Here, the defendants made a prima facie showing that the police officers were adequately trained. Moreover, although the defendants failed to make a prima facie showing that the officers were not negligent in guarding him, that failure did not prevent them from establishing their entitlement to judgment as a matter of law dismissing the cause of action under 42 USC § 1983 (see County of Sacramento v Lewis, 523 US 833; Lombardi v Whitman, 485 F3d 73, 79).

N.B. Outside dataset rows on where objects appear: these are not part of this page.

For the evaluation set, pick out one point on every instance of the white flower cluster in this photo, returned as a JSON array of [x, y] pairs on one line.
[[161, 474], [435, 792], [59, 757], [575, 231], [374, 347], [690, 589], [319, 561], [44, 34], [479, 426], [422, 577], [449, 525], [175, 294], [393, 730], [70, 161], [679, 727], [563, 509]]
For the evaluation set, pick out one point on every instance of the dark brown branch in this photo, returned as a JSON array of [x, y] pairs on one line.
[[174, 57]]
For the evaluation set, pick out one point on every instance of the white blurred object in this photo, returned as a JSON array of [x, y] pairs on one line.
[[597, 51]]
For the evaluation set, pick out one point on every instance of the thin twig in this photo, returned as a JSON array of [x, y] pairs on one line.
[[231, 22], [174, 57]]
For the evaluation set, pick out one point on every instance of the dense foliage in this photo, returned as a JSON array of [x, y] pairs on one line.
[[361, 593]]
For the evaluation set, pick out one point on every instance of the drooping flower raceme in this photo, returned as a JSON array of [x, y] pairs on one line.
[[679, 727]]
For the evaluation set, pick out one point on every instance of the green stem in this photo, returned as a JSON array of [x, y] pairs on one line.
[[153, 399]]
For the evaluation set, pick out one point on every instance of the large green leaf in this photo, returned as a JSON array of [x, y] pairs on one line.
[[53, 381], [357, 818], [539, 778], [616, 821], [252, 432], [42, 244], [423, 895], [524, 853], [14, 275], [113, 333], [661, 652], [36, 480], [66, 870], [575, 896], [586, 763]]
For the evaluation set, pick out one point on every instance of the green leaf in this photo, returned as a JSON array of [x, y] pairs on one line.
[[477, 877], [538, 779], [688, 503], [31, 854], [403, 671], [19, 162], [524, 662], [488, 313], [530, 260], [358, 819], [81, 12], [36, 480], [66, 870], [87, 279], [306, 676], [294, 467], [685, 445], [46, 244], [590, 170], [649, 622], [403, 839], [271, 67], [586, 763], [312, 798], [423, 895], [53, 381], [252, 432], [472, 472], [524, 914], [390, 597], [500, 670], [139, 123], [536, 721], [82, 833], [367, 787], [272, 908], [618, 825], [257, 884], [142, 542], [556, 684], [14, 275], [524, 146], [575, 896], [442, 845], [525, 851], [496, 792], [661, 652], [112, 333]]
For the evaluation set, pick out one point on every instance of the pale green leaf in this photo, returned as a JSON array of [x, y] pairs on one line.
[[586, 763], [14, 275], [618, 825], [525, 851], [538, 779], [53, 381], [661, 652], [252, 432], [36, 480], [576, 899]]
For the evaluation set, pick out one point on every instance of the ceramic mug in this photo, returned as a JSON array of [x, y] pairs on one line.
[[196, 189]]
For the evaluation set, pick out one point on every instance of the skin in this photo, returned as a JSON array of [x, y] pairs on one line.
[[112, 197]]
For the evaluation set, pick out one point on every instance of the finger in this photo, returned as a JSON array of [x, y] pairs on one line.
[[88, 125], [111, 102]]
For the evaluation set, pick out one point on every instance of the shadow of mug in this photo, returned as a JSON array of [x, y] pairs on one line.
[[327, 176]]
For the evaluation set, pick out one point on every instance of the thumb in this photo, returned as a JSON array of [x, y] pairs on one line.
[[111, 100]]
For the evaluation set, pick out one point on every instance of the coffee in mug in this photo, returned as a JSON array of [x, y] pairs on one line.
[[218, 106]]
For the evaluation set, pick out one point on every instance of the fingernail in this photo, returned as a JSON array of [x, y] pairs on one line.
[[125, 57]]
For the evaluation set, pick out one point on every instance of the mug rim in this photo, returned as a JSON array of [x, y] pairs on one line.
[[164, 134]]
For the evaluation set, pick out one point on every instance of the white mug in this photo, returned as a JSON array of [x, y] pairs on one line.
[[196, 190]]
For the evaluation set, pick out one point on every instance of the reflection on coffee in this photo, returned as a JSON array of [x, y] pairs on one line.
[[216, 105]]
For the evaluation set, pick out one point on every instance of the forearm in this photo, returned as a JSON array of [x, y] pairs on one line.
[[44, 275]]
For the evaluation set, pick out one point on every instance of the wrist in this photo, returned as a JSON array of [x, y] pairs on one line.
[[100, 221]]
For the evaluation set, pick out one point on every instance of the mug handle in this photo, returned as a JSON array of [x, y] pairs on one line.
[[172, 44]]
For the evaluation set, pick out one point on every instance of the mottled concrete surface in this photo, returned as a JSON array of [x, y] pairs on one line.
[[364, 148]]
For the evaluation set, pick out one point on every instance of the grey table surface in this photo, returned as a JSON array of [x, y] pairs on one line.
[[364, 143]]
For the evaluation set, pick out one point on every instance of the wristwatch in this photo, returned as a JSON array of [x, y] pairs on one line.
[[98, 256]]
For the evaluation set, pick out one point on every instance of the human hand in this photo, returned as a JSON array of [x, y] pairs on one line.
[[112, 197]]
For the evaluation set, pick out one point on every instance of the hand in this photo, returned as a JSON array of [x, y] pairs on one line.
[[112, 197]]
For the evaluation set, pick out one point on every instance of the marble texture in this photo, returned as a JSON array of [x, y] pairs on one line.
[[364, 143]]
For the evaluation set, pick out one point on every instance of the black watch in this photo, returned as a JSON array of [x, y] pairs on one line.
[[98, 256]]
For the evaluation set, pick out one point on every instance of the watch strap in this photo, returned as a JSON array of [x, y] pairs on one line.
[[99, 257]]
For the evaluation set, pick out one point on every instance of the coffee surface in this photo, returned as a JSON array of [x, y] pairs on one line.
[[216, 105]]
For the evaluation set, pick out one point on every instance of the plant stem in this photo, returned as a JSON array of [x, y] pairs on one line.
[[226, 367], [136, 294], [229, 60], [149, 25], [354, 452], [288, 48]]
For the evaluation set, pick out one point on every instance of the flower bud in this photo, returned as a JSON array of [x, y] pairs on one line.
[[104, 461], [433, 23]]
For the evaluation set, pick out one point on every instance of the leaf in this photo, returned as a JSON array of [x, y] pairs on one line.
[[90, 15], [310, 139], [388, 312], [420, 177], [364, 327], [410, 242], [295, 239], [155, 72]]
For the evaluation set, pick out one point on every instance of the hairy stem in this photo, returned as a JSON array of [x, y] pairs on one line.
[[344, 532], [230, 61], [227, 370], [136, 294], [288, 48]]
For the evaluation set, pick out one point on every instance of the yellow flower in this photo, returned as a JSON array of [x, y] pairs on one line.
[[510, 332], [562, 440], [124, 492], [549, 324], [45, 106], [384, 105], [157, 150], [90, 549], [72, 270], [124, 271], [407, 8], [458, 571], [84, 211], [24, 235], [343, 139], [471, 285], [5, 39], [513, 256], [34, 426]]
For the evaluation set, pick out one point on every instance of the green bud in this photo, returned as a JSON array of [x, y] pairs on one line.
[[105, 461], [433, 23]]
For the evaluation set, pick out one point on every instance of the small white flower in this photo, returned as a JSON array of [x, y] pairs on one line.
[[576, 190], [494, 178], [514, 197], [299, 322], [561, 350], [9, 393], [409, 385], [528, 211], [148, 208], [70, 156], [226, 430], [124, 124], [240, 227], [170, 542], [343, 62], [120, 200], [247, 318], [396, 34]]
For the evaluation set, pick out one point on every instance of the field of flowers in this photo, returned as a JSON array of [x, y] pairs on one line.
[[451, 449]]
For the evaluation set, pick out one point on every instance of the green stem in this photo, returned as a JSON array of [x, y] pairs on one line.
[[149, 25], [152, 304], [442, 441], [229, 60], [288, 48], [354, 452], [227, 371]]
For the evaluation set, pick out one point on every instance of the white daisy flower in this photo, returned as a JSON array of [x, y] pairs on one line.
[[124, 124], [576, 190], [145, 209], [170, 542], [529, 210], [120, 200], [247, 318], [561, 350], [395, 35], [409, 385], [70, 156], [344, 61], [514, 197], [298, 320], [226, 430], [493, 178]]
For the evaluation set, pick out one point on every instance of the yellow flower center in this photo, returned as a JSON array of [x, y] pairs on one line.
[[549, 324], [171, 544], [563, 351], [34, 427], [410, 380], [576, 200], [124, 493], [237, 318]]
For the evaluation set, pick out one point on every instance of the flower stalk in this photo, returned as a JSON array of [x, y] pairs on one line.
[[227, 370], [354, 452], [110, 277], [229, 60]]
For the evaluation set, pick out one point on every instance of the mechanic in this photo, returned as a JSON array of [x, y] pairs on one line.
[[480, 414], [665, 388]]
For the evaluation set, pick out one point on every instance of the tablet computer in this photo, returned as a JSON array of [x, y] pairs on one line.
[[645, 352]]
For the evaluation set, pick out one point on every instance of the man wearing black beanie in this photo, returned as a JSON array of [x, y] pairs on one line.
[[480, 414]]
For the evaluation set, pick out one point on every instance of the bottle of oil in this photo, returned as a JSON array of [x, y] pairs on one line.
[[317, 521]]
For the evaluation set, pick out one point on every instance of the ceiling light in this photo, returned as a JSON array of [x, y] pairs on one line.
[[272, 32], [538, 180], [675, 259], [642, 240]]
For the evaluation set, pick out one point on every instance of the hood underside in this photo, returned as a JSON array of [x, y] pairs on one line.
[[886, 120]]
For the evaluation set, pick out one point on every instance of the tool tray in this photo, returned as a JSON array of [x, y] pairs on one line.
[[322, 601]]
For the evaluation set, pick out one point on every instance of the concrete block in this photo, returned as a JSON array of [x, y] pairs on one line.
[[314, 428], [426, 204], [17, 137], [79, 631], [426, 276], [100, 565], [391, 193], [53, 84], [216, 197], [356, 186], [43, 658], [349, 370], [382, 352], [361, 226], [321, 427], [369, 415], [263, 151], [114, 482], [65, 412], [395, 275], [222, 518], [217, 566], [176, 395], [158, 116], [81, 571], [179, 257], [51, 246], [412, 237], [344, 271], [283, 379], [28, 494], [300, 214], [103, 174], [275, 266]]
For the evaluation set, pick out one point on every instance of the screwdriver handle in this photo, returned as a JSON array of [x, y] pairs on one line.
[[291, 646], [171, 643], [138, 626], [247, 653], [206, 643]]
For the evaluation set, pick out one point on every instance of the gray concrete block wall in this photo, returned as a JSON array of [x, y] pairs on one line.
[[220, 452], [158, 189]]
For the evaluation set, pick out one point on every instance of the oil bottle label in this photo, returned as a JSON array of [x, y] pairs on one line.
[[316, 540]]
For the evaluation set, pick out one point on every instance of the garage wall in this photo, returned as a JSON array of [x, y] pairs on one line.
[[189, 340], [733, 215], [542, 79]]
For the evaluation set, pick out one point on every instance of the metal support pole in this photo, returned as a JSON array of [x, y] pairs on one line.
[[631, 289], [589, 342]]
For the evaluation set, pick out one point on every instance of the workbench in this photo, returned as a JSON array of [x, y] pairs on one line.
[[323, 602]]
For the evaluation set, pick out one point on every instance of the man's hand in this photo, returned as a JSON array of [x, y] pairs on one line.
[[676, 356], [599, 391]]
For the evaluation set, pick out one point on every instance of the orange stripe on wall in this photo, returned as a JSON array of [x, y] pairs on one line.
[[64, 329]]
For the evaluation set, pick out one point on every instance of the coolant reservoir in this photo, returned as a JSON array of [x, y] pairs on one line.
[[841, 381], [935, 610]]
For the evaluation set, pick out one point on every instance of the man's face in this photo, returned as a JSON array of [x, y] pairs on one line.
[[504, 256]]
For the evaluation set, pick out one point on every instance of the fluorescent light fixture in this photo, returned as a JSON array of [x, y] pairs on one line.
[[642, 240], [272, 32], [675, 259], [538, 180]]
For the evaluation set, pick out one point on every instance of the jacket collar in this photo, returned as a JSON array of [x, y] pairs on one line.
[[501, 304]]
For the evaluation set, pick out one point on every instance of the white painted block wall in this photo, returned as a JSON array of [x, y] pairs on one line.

In opposition to the defendants' prima facie showing, the plaintiff failed to identify any specific deficiency in the officers' training or to identify any way in which additional training would have improved the officers' response to the situation with which they were confronted (see Walker v City of New York, 974 F2d 293, 297, cert denied 507 US 961, cert denied 507 US 972).

Similarly, assuming that arrested persons have a right to prompt medical care under the Eighth Amendment of the United States Constitution (see Estelle v Gamble, 429 US 97, 103, cert denied 434 US 974; Canton v Harris, 489 US at 381-382, 391), a plaintiff cannot sustain a cause of action under 42 USC § 1983 absent proof that the police exhibited "deliberate indifference to [his or her] serious illness or injury" by providing inadequate treatment, "intentionally denying or delaying access to medical care[,] or intentionally interfering with the treatment once prescribed" (Estelle v Gamble, 429 US at 104-105; Whitley v Albers, 475 US 312, 319). In this case, there is no indication that the delay of a few minutes had any ill effect on the plaintiff's injury, or caused him any pain that he would not otherwise have suffered (see Estelle v Gamble, 429 US at 103, 105; see generally Land v City of New York, 177 AD2d 477, 477-478). In addition, there is no indication that the police delayed or interfered with emergency personnel once they arrived (see Estelle v Gamble, 429 US at 104-105).

Thus, the Supreme Court properly granted that branch of the defendants' motion which was for summary judgment dismissing the cause of action to recover damages for violation of 42 USC § 1983.

The plaintiff's remaining contention is without merit.

RIVERA, J.P., DICKERSON, CHAMBERS and HALL, JJ., concur.